5.    Reishit chochmah – the beginning of wisdom

a) Choose happiness: To begin our first waking awareness, intention and words with a prayer of thanks is a positive act. It orients us immediately to look for what is possible, to engage with life creatively, to start wherever we are, with whatever we find, and make things better. If we look for what is good, we are happier, and our happiness can inspire others to cultivate happiness. To acknowledge I am alive is also to own that I am an agent in the world, at the very least, in my own life. “Everyday God creates the day anew, and refreshes our souls anew.

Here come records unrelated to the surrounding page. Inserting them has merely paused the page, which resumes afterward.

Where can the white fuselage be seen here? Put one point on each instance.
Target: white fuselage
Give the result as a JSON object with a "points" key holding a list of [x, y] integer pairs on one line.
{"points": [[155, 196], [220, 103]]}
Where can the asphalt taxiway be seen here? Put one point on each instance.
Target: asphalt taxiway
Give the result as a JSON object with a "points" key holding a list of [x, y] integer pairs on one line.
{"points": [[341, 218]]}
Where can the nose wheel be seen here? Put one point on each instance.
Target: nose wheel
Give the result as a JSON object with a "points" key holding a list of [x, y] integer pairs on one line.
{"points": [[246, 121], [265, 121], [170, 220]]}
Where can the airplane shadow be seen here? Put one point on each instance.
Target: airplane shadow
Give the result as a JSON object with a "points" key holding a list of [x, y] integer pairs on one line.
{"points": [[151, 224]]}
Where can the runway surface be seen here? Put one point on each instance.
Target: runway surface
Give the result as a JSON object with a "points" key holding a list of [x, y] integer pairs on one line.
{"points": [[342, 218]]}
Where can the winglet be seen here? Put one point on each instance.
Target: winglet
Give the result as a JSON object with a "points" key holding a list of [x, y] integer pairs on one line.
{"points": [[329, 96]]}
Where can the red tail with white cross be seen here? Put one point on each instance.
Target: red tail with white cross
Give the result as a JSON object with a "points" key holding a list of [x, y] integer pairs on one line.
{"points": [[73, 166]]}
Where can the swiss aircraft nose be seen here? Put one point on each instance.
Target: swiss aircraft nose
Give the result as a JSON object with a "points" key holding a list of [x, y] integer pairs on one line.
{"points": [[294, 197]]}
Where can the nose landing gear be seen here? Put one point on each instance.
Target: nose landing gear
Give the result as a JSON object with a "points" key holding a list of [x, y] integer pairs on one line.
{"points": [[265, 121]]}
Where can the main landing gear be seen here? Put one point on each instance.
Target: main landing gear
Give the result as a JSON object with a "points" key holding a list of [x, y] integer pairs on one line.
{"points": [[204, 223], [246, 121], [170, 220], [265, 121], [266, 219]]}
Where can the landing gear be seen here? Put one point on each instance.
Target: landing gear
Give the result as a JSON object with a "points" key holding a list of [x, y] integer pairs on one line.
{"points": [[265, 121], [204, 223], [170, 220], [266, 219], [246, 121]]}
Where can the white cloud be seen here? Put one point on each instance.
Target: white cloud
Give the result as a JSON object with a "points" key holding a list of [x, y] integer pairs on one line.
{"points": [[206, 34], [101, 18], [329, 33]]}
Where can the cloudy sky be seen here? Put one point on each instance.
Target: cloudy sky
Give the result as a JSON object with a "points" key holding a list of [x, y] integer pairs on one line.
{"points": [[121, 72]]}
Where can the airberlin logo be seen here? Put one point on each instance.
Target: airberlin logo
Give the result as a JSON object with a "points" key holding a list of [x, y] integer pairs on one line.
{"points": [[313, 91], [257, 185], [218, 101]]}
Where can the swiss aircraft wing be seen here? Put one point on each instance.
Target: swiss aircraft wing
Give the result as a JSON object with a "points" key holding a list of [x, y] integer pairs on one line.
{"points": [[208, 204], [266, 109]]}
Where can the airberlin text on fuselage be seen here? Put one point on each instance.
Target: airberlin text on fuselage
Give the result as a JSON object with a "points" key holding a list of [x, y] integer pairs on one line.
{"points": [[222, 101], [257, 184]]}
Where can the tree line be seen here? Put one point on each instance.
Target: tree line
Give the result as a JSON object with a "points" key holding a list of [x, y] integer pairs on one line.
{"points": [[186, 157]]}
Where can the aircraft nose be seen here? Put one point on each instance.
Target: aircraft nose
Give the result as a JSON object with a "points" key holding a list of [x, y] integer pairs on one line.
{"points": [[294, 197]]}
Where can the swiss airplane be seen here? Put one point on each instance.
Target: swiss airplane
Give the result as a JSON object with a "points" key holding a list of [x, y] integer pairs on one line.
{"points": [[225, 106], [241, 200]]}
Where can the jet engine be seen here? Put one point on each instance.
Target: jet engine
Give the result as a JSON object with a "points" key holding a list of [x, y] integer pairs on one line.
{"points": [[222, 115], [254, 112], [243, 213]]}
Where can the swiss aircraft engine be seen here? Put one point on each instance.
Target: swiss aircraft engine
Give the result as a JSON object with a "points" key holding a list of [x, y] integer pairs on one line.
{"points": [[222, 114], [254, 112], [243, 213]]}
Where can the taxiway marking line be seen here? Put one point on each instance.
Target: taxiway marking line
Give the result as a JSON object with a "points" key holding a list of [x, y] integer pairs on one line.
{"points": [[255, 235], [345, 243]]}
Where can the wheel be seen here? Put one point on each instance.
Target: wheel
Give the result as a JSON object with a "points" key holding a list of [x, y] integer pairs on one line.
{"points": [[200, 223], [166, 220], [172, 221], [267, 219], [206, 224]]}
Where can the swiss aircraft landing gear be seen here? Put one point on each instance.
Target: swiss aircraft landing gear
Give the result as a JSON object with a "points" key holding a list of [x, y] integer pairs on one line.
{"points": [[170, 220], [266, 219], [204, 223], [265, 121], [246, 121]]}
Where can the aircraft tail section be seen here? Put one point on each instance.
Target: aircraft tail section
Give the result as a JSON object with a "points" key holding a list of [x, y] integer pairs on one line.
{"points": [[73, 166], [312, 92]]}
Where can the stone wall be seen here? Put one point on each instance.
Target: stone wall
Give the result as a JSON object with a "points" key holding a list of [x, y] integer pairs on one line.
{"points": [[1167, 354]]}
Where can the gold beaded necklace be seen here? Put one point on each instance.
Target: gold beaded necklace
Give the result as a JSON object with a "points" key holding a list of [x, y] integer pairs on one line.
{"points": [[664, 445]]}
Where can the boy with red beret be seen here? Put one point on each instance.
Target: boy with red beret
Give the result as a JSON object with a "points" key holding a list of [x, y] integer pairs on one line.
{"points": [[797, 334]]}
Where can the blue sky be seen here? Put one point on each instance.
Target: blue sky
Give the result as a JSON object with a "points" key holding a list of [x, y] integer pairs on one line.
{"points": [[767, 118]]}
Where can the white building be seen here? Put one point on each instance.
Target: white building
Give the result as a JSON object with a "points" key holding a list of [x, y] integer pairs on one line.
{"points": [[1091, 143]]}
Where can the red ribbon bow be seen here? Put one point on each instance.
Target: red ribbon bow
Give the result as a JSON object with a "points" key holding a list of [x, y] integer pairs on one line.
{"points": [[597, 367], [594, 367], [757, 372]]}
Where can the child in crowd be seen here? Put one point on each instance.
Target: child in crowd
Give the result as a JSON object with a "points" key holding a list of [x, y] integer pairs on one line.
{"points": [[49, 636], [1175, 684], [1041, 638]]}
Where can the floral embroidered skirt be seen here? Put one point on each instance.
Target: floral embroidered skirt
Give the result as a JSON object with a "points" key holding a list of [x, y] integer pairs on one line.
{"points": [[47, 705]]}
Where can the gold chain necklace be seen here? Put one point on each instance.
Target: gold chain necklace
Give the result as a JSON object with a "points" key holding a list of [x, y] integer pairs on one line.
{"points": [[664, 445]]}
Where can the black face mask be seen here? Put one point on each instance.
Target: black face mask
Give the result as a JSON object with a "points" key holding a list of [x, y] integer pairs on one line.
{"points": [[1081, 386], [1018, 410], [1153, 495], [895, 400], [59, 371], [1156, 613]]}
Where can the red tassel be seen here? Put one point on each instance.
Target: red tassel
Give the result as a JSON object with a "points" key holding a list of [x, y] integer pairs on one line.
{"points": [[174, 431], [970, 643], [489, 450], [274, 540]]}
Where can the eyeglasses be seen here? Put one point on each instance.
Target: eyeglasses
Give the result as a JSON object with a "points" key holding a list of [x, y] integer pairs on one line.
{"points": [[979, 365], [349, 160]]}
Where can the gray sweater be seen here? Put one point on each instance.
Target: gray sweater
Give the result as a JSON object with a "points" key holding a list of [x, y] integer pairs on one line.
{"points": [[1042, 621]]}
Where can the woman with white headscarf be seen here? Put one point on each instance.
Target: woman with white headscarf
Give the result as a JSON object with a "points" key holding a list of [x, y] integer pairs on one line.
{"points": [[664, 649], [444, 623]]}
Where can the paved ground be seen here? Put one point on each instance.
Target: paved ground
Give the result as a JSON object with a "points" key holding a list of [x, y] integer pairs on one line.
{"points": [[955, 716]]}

Everyday the world is a place of open opportunity and we are new people able to make a fresh start.” (Gonzales 2011)

b) Tuning ourselves: Milton wrote: “The mind is its own place, and in itself / Can make a Heaven of Hell, a Hell of Heaven.” (Lines 254-55) The Sufi mystic Inayat Khan echoed this: “There are two aspects of life: the first is that man is tuned by his surroundings, and the second is that man can tune himself in spite of his surroundings.” And Frankl, a survivor of 4 concentration camps, wrote: “Ultimately, man should not ask what the meaning of his life is, but rather must recognize that it is he who is asked.” “Everything can be taken from a man but one thing: the last of the human freedoms – to choose one’s attitude in any given set of circumstances, to choose one’s own way.”

c) Discipline: “To respect You is the beginning of wisdom. You give a clear mind to those who follow Your rules …” (Schachter-Shalomi translation of Ps. 111:10) This translation emphasises that we can grow wise through living Torah values.

d) Make a good day: My father-in-law Izzy Wainer (z’l) was renowned for answering to those who told him ‘Have a good day’ with “Not ‘have a good day’, but ‘make a good day’.” And he walked his talk. “May I make this new day a special day. May I overcome my weaknesses and radiate around me the light of love, care and joy. May my desire for success and attainment not blind me to the needs and wants of others, especially those I love and those who depend on me. May I be able to make during this day, some real time for myself and my family, and some meaningful space for You. Help me to remember throughout the day, that my time is like a scroll; I need only write on it what I want to remember, lest I run out of parchment.” Rabbi Ady Assabi (1947-2003)



Modeh ani l’fanecha melech chai v’kayam,
shehechezarta bi nishmati b’chemlah, rabah emunatecha.
Reishit chochmah yirat Adonai, seichel tov l’chol oseihem,
t’hilati omedet la’ad. Baruch sheim k’vod malchuto l’olam va’ed.

I thank You, living and eternal King,
for giving me back my soul in mercy. Great is Your faithfulness.
Wisdom begins in awe of the Lord; all who fulfil [His commandments] gain good understanding;
His praise is everlasting. Blessed be the name of His glorious kingdom for ever and all time.


Modah ani l’fanayich ruach chayah v’kayemet,
shehechezart bi nishmati b’chemlah, rabah emunateich.
Reishit chochmah yirat havayah, seichel tov l’chol oseihen,
t’hilati omedet la’ad. Baruch sheim k’vod sh’chinatah l’olam va’ed.

I thank You, living and eternal Spirit,
for giving me back my soul in mercy. Great is Your faithfulness.
Wisdom begins in awe of the Divine; all who fulfil [Her commandments] gain good understanding;
Her praise is everlasting. Blessed be the name of Her glorious indwelling presence for ever and all time.